Personally, until now, I've never been victim of computer thievery. However, I've experienced HDD and even SSD failures many times. In all such cases I've been still able to recover the vast majority of data of these HDDs and SSDs that were not encrypted.

Admittedly, these experiences make it hard for me to explain to myself why sticking to this general advice is a good idea.

3 Answers 3


That's not how full disk encryption works. Corruption of one bit of ciphertext will only corrupt a single disk block (usually 512 bytes). See https://en.wikipedia.org/wiki/Disk_encryption_theory. Most modern FDE schemes use XTS mode.


You must balance between the risk of data loss and of data leak. And define what threat you want to mitigate: if it includes the risk of physical theft of the computer, data will be lost anyway so you must have backups.

But as usual in security, it really depends on the threat. For example in the organization I'm working in, only laptop HDDs are encrypted and not desktop ones, because the risk analyze concludes that for desktop the risk for data corruption is higher than the risk of theft, while it is the opposite for laptops.
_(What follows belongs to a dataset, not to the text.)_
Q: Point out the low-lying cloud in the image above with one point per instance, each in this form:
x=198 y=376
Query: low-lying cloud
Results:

And laptop owners are provided with procedures for on server frequent backups (normally once a day).


Yes as part of your overall management philosophy. That also involves having protected storage so no corporate data gets lost in the event of HD failure.

Use of this also involves risk assessment. What's more likely to be stolen? I'd be more adamant about encrypting laptop drives than workstation drives. As part of this is the expectation and training to store everything on corporate storage.